Sul
progetto del Terzo Valico l’analisi costi benefici ex post non aveva e non ha
alcun senso, era ovvio che finisse per giustificare un opera in stadio avanzato.
L'unica cosa che avrebbe dovuto fare il nuovo Governo era colmare
il vero gap nella procedura di approvazione di questo progetto : la mancata
applicazione di una VIA ordinaria.
La
VIA ordinaria infatti aveva inizialmente bocciato il progetto, quindi si è
applicata una VIA semplificata (applicabile alle grandi opere) che
sostanzialmente si fondava sulla filosofia per cui l'opera di fa così come stabilito
dal progetto ma occorrerà compatibilizzarla.
E' il
contrario questo della ratio della Direttiva sulla VIA dove è il progetto che
deve dimostrare di essere compatibile con il sito (in questo caso il tracciato
trattandosi di una infrastruttura di trasporto) e non <<adeguare il sito al
progetto>>.
Vista
questa lacuna andava avviata immediatamente una riapertura del procedimento di VIA che sanasse questo buco istruttorio e procedurale gravissimo. Solo così si poteva dimostrare la fattibilità dell'opera sotto il profilo della sostenibilità!
Mettendola
invece sul piano strettamente dei costi da risarcire era ovvio che si finisse
per giustificare l'opera. Un gravissimo errore metodologico!
Nelle procedure di valutazione ambientale di progetti, opere piani e programmi il metodo è sostanza.
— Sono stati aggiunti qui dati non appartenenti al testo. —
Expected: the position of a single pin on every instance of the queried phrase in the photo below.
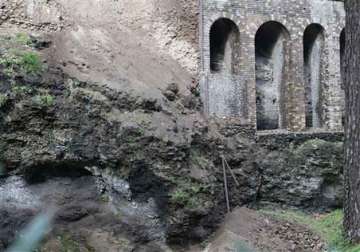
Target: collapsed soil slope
(130, 45)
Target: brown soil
(263, 233)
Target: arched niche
(313, 42)
(224, 47)
(271, 49)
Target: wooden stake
(225, 186)
(231, 172)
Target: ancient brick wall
(291, 100)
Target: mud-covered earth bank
(138, 173)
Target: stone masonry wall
(295, 16)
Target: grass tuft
(328, 226)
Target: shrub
(3, 100)
(31, 63)
(23, 62)
(23, 38)
(44, 100)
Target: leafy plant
(31, 63)
(46, 100)
(17, 61)
(3, 100)
(328, 226)
(23, 38)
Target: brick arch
(224, 38)
(272, 49)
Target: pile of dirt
(245, 227)
(139, 46)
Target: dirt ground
(140, 45)
(247, 228)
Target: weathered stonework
(285, 62)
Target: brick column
(295, 91)
(333, 94)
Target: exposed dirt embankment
(137, 45)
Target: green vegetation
(327, 226)
(187, 193)
(44, 100)
(17, 61)
(21, 90)
(3, 99)
(23, 38)
(18, 58)
(68, 244)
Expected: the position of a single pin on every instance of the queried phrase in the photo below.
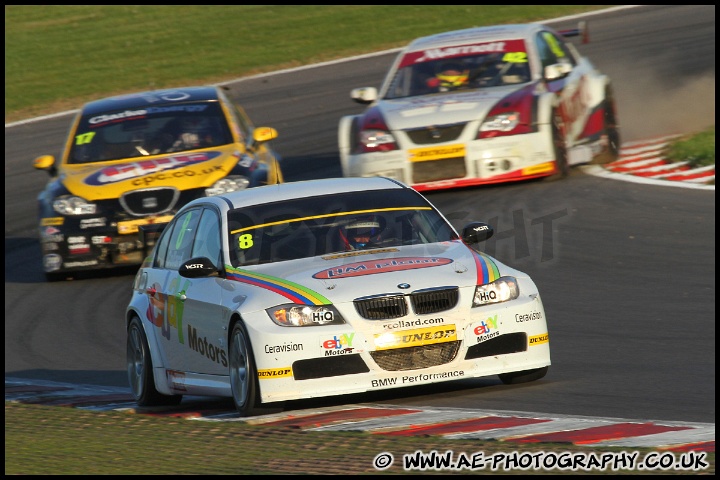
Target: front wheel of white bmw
(140, 369)
(243, 373)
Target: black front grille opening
(334, 366)
(434, 170)
(151, 201)
(501, 345)
(426, 302)
(433, 135)
(412, 358)
(381, 308)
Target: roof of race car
(151, 98)
(476, 34)
(300, 189)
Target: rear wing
(581, 31)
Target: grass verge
(43, 440)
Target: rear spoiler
(581, 31)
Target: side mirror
(364, 95)
(476, 232)
(148, 235)
(557, 70)
(264, 134)
(197, 267)
(45, 162)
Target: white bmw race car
(482, 105)
(324, 287)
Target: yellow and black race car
(134, 160)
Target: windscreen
(326, 224)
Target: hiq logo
(323, 317)
(487, 296)
(343, 341)
(486, 325)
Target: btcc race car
(134, 160)
(324, 287)
(480, 106)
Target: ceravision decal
(538, 339)
(50, 221)
(416, 337)
(290, 290)
(126, 171)
(487, 329)
(371, 267)
(413, 323)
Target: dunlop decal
(416, 337)
(538, 339)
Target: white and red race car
(480, 106)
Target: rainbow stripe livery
(292, 291)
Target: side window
(181, 239)
(547, 57)
(162, 245)
(207, 241)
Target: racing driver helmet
(362, 232)
(452, 75)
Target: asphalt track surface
(626, 272)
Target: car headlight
(503, 122)
(71, 205)
(294, 315)
(501, 290)
(228, 184)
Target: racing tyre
(140, 370)
(55, 277)
(523, 376)
(562, 167)
(243, 373)
(612, 132)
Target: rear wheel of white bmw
(612, 133)
(140, 369)
(523, 376)
(243, 373)
(562, 167)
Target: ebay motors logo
(371, 267)
(126, 171)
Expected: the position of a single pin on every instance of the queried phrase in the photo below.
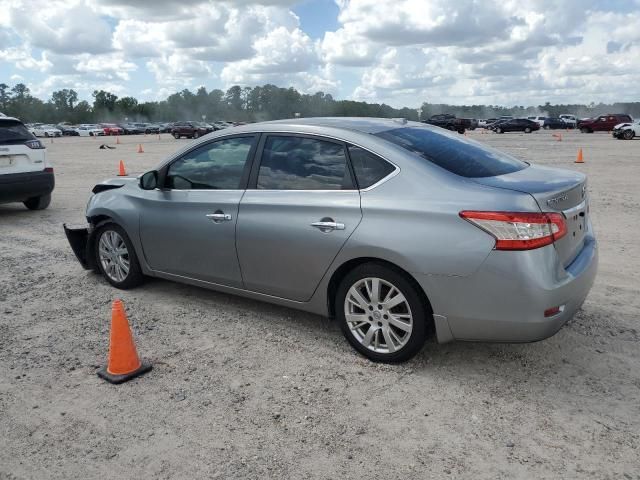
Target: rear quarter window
(459, 156)
(12, 132)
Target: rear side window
(299, 163)
(13, 132)
(369, 168)
(216, 165)
(462, 157)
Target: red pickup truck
(603, 123)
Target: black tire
(419, 310)
(38, 203)
(134, 276)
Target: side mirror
(149, 181)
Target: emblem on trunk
(555, 200)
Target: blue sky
(400, 52)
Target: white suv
(25, 175)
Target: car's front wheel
(38, 203)
(116, 257)
(381, 313)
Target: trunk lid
(555, 190)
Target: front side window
(369, 168)
(217, 165)
(298, 163)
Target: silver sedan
(398, 229)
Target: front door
(301, 212)
(188, 227)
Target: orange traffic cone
(124, 363)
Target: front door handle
(219, 217)
(328, 226)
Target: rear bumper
(18, 187)
(505, 300)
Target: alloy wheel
(378, 315)
(114, 256)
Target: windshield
(459, 156)
(13, 132)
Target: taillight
(34, 144)
(519, 230)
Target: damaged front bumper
(80, 239)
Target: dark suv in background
(515, 125)
(188, 129)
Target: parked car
(450, 122)
(626, 131)
(570, 120)
(188, 129)
(603, 123)
(90, 130)
(148, 127)
(130, 129)
(25, 174)
(67, 130)
(553, 123)
(112, 129)
(42, 130)
(515, 125)
(291, 212)
(538, 119)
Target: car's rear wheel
(381, 313)
(38, 203)
(116, 257)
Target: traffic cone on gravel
(124, 363)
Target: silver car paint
(410, 219)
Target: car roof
(359, 124)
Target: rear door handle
(328, 226)
(219, 217)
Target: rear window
(13, 132)
(456, 155)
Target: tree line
(260, 103)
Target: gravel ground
(242, 389)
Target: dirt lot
(242, 389)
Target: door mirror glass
(149, 180)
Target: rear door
(15, 155)
(188, 227)
(300, 211)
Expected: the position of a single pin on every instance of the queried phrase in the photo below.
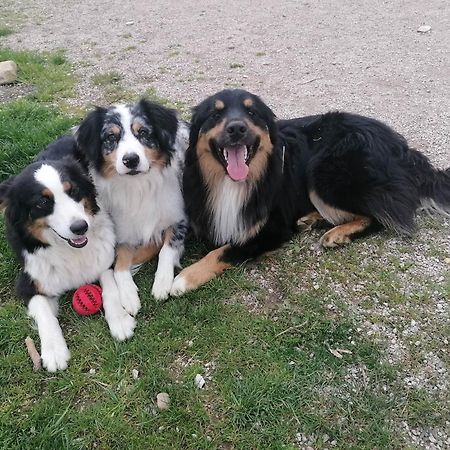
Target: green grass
(269, 369)
(48, 73)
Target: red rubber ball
(87, 299)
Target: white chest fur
(60, 267)
(226, 202)
(142, 206)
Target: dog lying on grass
(249, 180)
(63, 239)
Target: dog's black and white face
(128, 139)
(50, 202)
(235, 129)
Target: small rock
(8, 72)
(424, 29)
(199, 381)
(163, 401)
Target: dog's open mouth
(75, 243)
(79, 242)
(236, 158)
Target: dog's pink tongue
(236, 167)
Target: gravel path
(301, 56)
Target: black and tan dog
(249, 179)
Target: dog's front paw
(121, 325)
(162, 285)
(128, 291)
(334, 238)
(55, 355)
(179, 285)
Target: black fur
(353, 163)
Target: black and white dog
(135, 154)
(63, 240)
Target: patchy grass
(5, 31)
(107, 78)
(48, 72)
(264, 336)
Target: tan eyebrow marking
(47, 193)
(136, 126)
(219, 104)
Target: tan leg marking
(311, 220)
(145, 253)
(341, 234)
(124, 258)
(204, 270)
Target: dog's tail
(420, 185)
(434, 184)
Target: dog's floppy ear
(5, 188)
(199, 115)
(164, 122)
(269, 117)
(88, 136)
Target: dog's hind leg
(169, 258)
(54, 352)
(311, 220)
(127, 288)
(121, 324)
(342, 234)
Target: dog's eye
(144, 133)
(110, 140)
(74, 192)
(43, 203)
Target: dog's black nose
(237, 129)
(79, 227)
(131, 160)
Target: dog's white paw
(121, 326)
(129, 297)
(162, 285)
(55, 355)
(179, 286)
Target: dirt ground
(301, 57)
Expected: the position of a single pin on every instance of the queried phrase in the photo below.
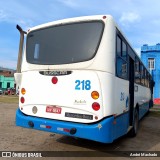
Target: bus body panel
(66, 107)
(71, 94)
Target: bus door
(131, 90)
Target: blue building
(150, 56)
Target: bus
(80, 77)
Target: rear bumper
(101, 131)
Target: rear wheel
(134, 130)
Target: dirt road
(14, 138)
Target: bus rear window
(64, 44)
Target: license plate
(53, 109)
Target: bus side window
(121, 59)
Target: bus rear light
(34, 109)
(22, 100)
(96, 106)
(54, 80)
(23, 91)
(95, 95)
(44, 126)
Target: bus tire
(134, 130)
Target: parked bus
(80, 77)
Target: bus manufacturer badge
(53, 109)
(55, 73)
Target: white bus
(80, 77)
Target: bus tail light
(96, 106)
(95, 95)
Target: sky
(138, 19)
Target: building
(150, 56)
(6, 78)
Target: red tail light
(22, 100)
(96, 106)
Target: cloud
(129, 18)
(69, 3)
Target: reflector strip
(44, 126)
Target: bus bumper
(102, 131)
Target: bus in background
(80, 77)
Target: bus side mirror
(153, 83)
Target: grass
(9, 99)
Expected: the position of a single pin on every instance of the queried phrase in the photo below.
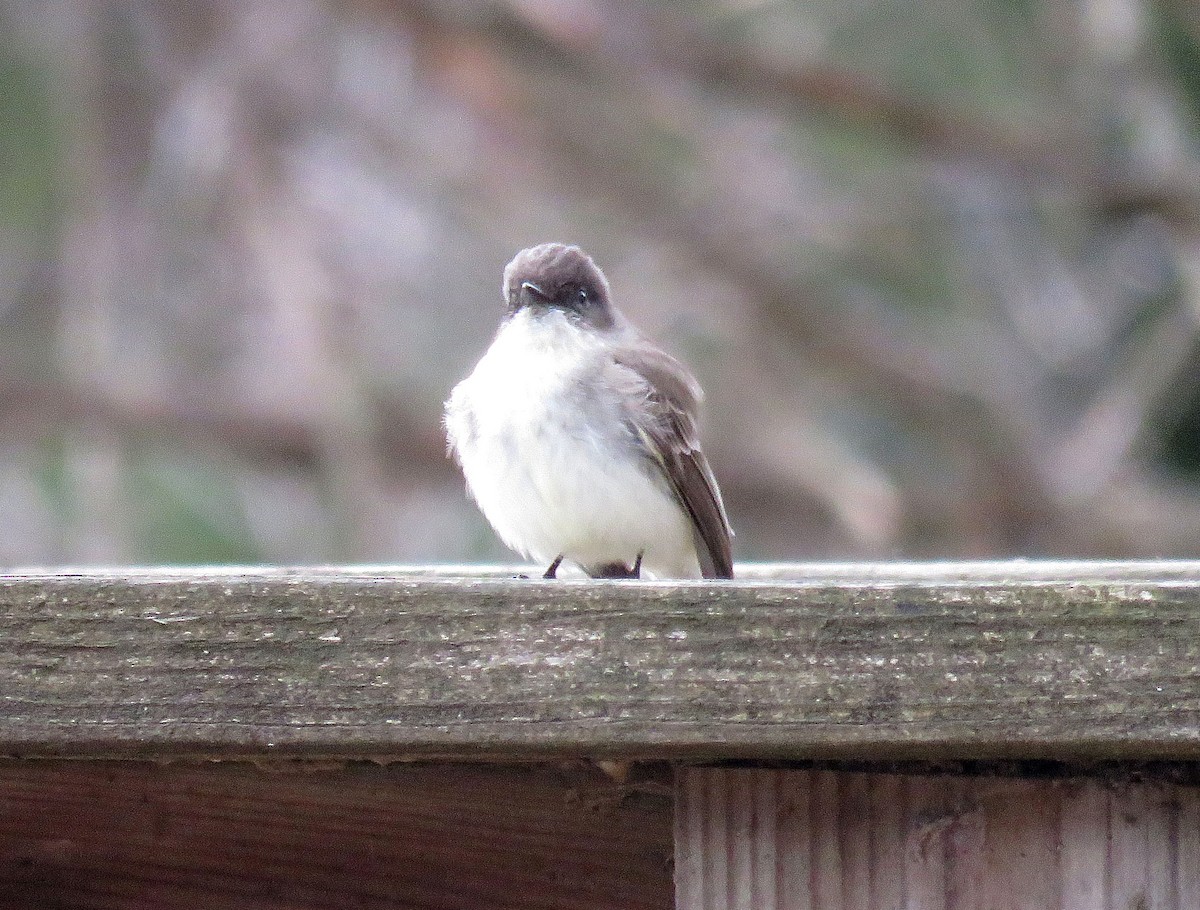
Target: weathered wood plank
(127, 836)
(1072, 660)
(970, 843)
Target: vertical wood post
(750, 839)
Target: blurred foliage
(936, 264)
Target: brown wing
(669, 429)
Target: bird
(579, 438)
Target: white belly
(550, 461)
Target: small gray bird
(577, 436)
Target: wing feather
(667, 430)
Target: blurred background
(936, 263)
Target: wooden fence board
(1072, 660)
(971, 843)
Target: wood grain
(1067, 660)
(131, 836)
(969, 843)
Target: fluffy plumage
(577, 437)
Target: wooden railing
(465, 737)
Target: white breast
(550, 460)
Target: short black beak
(534, 291)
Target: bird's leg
(618, 569)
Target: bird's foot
(552, 572)
(619, 570)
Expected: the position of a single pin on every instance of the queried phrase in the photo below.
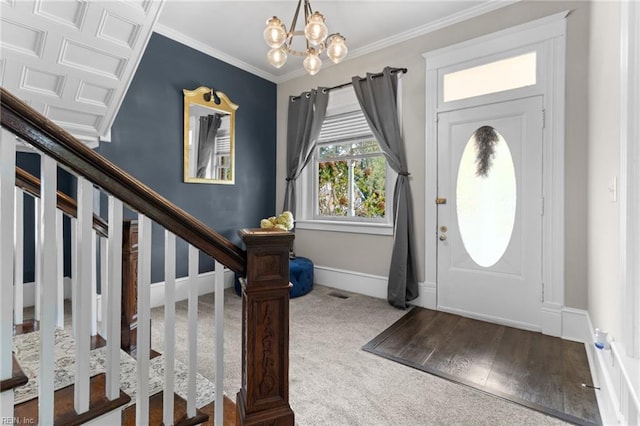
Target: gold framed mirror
(209, 137)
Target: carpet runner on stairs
(27, 347)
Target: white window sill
(351, 227)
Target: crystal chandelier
(317, 40)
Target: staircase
(99, 399)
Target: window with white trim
(345, 186)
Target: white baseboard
(551, 319)
(206, 284)
(575, 325)
(611, 370)
(354, 282)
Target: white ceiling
(232, 30)
(73, 60)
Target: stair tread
(155, 412)
(18, 378)
(64, 404)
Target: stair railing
(263, 397)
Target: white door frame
(547, 37)
(630, 176)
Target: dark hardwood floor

Non solo ma l'attuale impostazione, lasciando così come è la VIA semplificata creerà anche grossi problemi a coloro, nel Governo, che dicono: "il progetto si farà ma seguiremo i più stringenti criteri di sostenibilità economica e ambientale". Se l'analisi valutativa è sbagliata difficilmente si potranno imporre nuove prescrizioni perché non saranno giustificate da quella analisi, oltre al fatto che sarebbero di dubbia legittimità fuori da un procedimento di VIA chiuso da tempo!
Peccato
una occasione sprecata, comunque la si pensi sulla utilità dell'opera, per
dimostrare che le procedure di VIA servono davvero a prevenire l'impatto
ambientale e non a giustificare a priori
l'impatto con misure di mitigazione. Se ragioniamo così la VIA non serve più
torniamo alla vecchia logica delle autorizzazioni per cui io presento un
progetto che se rispetta le varie normative sull'inquinamento posso farlo a
prescindere dal sito in cui si collocherà il progetto.
La VIA
è un'altra cosa, la VIA è questa cosa qui:
Invece
la Via semplificata per il Terzo Valico, essendo sfalsata fin dall’inizio dal
vincolo per cui “il progetto si deve
fare perché strategico”, per giustificare
tale vincolo ha imposto 81 prescrizioni da attuare ex post a prescindere dalla dimostrazione
preventiva della compatibilità con il sito interessato dal tracciato.
Come
scrive Virgino Bettini nel suo saggio “Ecologia dell’Impatto Ambientale”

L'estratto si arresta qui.